Dante studies me for a moment, swirling the liquid in his glass, unbothered. “You’re very confident for a man whose engagement isn’t real.”

My expression doesn't change. I make sure of that. Whatever happens on my face in the next several seconds, I have spent twenty years training it not to happen visibly.

“I don’t know what you’re implying.”

“I think you do.” He sets the glass down on the bar cart with deliberate care.

“I’ve watched the two of you for four days, Ferretti.

I know my daughter. I have known her since she was born, watched her perform composure under pressure for thirty years, and I recognize performance when I see it, because I have spent my entire career training people to deliver it convincingly.

What you and Livia have built here is impressive.

It is also, I am quite certain, theater. ”

“You’re mistaken.”

“Am I.” He says gently, which is somehow worse than if he’d shouted it.

“I should mention that Livia has always been very skilled at hiding from consequences. It’s a talent she developed early, out of necessity.

I imagine it’s served her well in whatever arrangement the two of you have constructed for this consortium. ”

The statement pokes at an open wound, she’d hidden the truth about Nico from everyone including me, I understand immediately he is not bluffing about how much he’s pieced together.

I don’t know how much he actually knows versus how much he’s inferring from the gaps.

It doesn’t matter. Men like Dante De Luca don't need certainty to do damage. He only needs enough plausibility.
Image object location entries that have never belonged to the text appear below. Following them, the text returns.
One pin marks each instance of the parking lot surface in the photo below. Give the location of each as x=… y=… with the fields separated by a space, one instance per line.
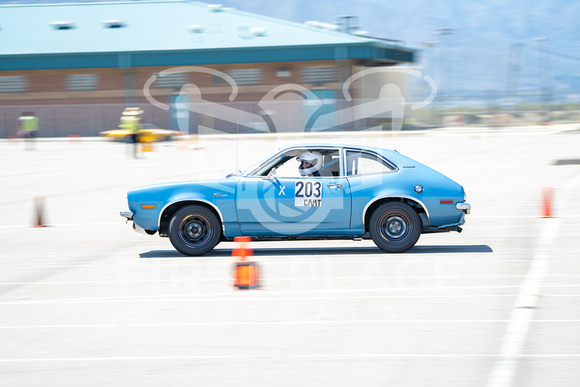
x=86 y=298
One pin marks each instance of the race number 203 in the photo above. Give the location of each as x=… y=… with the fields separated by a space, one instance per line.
x=308 y=193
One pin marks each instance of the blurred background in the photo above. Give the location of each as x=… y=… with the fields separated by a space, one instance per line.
x=490 y=63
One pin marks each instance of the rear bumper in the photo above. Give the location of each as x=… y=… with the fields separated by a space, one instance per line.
x=127 y=214
x=466 y=207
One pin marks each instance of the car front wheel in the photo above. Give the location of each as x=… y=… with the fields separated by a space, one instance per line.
x=395 y=227
x=194 y=230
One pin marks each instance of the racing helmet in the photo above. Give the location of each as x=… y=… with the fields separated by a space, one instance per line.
x=315 y=160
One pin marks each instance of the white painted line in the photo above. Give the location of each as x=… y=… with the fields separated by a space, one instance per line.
x=183 y=261
x=272 y=279
x=252 y=357
x=258 y=323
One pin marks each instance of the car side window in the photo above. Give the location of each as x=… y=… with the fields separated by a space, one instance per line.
x=287 y=165
x=366 y=163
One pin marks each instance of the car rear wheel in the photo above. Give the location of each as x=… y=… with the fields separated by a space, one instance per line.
x=395 y=227
x=194 y=230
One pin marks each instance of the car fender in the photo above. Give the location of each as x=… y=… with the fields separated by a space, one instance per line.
x=393 y=197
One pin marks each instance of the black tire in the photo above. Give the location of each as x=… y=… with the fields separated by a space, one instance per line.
x=194 y=230
x=395 y=227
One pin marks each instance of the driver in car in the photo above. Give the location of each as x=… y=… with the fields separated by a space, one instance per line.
x=310 y=163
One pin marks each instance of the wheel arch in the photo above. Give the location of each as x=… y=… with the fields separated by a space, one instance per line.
x=167 y=213
x=419 y=206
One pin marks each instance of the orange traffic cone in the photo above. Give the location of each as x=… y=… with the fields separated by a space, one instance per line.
x=547 y=203
x=245 y=272
x=39 y=211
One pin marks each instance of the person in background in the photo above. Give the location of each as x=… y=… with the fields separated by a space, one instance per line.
x=28 y=128
x=130 y=120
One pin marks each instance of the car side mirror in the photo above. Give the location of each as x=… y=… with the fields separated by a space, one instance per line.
x=271 y=175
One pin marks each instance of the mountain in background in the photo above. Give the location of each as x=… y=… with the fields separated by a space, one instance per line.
x=492 y=46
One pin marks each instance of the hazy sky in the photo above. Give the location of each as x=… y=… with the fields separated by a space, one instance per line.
x=479 y=48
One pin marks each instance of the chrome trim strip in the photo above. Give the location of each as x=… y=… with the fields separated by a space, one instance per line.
x=464 y=207
x=396 y=197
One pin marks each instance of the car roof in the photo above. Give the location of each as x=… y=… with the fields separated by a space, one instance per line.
x=382 y=151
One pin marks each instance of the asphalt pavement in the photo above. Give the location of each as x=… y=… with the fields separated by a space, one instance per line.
x=84 y=300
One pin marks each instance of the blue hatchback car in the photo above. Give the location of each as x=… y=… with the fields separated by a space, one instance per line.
x=309 y=191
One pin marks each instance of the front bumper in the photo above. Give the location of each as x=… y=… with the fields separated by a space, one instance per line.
x=466 y=207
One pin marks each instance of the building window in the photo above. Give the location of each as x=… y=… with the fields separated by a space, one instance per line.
x=171 y=81
x=82 y=82
x=324 y=74
x=13 y=84
x=246 y=77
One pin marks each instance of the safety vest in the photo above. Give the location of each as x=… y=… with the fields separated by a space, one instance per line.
x=28 y=124
x=131 y=123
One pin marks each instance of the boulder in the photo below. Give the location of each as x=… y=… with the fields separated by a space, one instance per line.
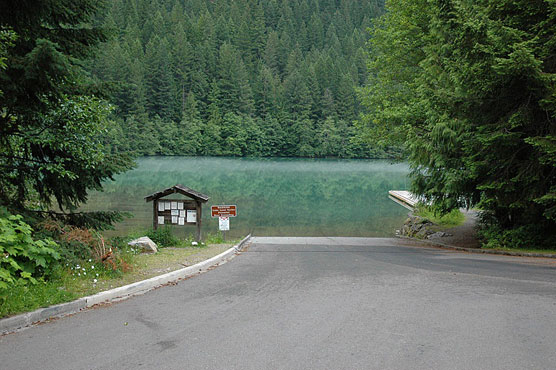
x=145 y=243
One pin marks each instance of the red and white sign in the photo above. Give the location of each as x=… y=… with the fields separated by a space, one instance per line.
x=223 y=211
x=223 y=223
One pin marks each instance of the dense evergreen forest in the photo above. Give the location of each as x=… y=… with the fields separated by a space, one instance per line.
x=236 y=77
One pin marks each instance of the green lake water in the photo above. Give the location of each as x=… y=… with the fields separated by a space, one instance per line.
x=274 y=197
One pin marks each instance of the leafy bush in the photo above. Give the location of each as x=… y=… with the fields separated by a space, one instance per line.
x=163 y=237
x=23 y=259
x=79 y=244
x=494 y=236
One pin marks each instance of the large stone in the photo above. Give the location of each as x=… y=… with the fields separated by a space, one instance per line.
x=145 y=243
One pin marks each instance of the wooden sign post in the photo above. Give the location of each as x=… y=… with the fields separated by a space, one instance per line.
x=179 y=212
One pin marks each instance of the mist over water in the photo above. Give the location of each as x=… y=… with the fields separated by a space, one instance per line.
x=275 y=197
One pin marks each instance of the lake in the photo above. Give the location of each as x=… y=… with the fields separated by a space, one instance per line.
x=274 y=197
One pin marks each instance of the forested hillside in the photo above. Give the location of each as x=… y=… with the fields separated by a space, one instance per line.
x=238 y=78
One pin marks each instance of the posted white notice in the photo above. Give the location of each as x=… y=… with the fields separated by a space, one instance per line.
x=223 y=223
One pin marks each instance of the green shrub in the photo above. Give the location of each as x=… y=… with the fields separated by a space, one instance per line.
x=163 y=237
x=492 y=236
x=23 y=259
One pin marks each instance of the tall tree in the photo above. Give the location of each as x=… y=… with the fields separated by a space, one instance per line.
x=50 y=126
x=467 y=86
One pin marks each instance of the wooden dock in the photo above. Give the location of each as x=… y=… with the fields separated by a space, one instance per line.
x=404 y=198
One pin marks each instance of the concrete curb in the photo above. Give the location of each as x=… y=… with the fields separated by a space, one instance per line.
x=481 y=251
x=15 y=323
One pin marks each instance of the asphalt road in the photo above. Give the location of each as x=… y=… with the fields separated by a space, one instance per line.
x=323 y=303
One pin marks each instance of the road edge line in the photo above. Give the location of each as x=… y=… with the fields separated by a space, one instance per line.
x=25 y=320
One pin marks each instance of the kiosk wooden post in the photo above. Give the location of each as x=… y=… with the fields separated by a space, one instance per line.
x=175 y=211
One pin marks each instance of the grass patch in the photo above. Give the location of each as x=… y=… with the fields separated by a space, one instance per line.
x=72 y=281
x=521 y=250
x=451 y=219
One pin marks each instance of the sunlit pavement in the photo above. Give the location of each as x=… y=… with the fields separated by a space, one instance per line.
x=318 y=303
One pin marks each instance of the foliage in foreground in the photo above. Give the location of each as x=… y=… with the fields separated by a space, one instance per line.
x=469 y=89
x=23 y=259
x=51 y=122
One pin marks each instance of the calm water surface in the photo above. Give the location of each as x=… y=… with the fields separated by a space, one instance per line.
x=293 y=197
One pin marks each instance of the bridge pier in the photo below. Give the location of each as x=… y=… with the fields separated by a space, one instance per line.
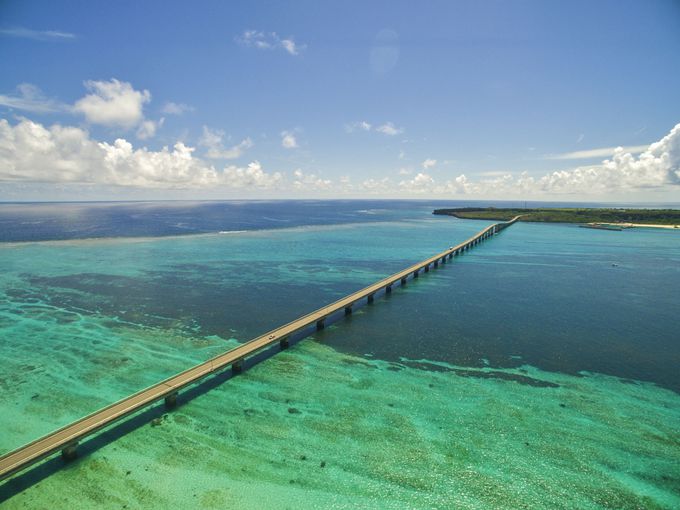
x=171 y=400
x=70 y=452
x=237 y=367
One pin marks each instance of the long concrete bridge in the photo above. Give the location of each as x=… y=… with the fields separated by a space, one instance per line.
x=66 y=439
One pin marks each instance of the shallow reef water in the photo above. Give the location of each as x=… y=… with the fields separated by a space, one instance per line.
x=531 y=372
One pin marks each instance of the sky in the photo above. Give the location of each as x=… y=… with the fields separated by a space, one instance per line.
x=530 y=100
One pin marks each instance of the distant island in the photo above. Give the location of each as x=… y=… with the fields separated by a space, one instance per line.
x=668 y=218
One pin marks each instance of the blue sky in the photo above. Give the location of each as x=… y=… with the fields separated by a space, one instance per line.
x=474 y=99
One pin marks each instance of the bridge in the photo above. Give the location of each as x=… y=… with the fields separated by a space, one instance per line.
x=66 y=439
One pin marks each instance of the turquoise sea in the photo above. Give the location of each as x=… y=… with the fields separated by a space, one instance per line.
x=538 y=370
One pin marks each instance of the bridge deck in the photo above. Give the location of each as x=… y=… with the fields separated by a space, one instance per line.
x=27 y=455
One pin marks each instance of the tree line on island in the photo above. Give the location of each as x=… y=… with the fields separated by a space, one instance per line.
x=568 y=215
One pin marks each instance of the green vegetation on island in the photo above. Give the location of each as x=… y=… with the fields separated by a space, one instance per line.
x=570 y=215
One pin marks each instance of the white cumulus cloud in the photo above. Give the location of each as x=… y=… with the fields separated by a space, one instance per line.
x=358 y=126
x=269 y=41
x=32 y=152
x=31 y=99
x=310 y=182
x=113 y=103
x=288 y=140
x=389 y=129
x=429 y=163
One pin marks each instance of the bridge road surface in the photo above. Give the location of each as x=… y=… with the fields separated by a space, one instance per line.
x=66 y=438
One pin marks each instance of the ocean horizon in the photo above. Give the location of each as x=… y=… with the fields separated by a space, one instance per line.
x=537 y=370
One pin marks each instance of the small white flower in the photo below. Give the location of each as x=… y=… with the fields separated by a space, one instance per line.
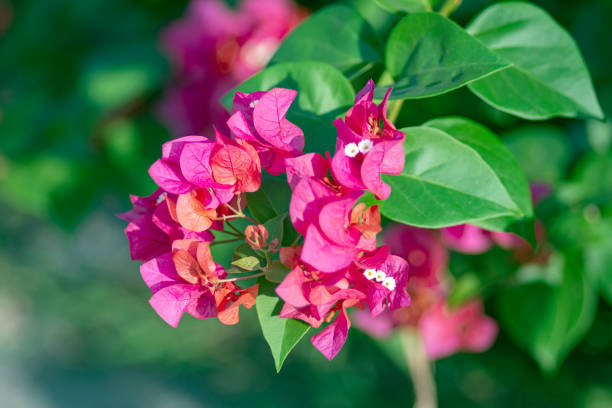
x=365 y=146
x=370 y=273
x=389 y=283
x=351 y=150
x=380 y=276
x=161 y=198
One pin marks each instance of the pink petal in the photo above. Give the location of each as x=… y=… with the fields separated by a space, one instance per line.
x=270 y=123
x=172 y=301
x=169 y=178
x=291 y=290
x=385 y=157
x=466 y=238
x=146 y=240
x=308 y=196
x=305 y=165
x=195 y=164
x=171 y=151
x=159 y=273
x=332 y=338
x=324 y=255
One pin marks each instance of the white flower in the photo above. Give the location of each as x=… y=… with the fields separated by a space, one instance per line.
x=380 y=276
x=351 y=150
x=370 y=273
x=365 y=146
x=389 y=283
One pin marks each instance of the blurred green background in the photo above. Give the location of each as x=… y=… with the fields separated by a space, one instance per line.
x=79 y=84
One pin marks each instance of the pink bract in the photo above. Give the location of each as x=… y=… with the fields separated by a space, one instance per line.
x=260 y=119
x=446 y=331
x=382 y=151
x=213 y=48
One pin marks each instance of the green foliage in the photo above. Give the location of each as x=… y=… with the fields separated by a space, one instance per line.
x=281 y=334
x=354 y=42
x=428 y=55
x=548 y=76
x=454 y=178
x=550 y=313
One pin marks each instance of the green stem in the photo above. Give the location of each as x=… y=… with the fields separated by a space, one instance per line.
x=420 y=369
x=238 y=232
x=255 y=275
x=227 y=241
x=396 y=107
x=449 y=6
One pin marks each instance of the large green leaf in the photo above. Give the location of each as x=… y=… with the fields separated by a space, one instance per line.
x=447 y=181
x=549 y=320
x=281 y=334
x=548 y=77
x=272 y=198
x=428 y=55
x=503 y=163
x=337 y=35
x=406 y=6
x=324 y=94
x=542 y=151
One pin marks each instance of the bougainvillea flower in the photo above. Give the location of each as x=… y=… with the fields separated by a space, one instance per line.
x=213 y=48
x=446 y=331
x=331 y=339
x=256 y=236
x=235 y=163
x=467 y=238
x=146 y=240
x=259 y=118
x=305 y=165
x=381 y=296
x=229 y=299
x=332 y=240
x=423 y=250
x=172 y=295
x=368 y=145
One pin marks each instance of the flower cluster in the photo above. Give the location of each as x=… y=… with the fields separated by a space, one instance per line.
x=202 y=183
x=212 y=49
x=445 y=330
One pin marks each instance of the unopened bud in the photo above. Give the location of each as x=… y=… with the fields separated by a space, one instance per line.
x=256 y=236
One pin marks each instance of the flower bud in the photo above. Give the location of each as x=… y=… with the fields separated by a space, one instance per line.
x=256 y=236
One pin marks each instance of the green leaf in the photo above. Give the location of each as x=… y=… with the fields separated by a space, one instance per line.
x=542 y=151
x=548 y=77
x=248 y=263
x=407 y=6
x=276 y=272
x=271 y=199
x=428 y=55
x=275 y=227
x=549 y=320
x=354 y=42
x=281 y=334
x=448 y=182
x=324 y=94
x=503 y=163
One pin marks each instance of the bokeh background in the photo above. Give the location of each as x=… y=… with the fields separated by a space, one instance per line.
x=80 y=83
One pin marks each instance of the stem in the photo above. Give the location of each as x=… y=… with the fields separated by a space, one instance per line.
x=448 y=7
x=226 y=241
x=420 y=369
x=396 y=107
x=240 y=234
x=255 y=275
“If the consortium discovers this engagement isn’t what it presents itself to be,” Dante continues, picking his glass back up, “Ferretti Global Risk is finished. Not damaged. Finished. Margaret Aurelius built her entire decision framework around the principle that family-run security operations protect what they claim to protect because they live the values they sell. A staged engagement, used to manufacture trust with a family consortium making decisions about the safety of actual families — that’s not a minor scandal, Ferretti.

That’s the kind of story that ends companies. ”

“Is that a threat?”

“It’s an observation.” He smiles, warm and utterly without remorse.

“What I do with the observation depends entirely on what happens next. I would, of course, prefer a cooperative outcome regarding the acquisition. But I find I’m a flexible man, Ferretti.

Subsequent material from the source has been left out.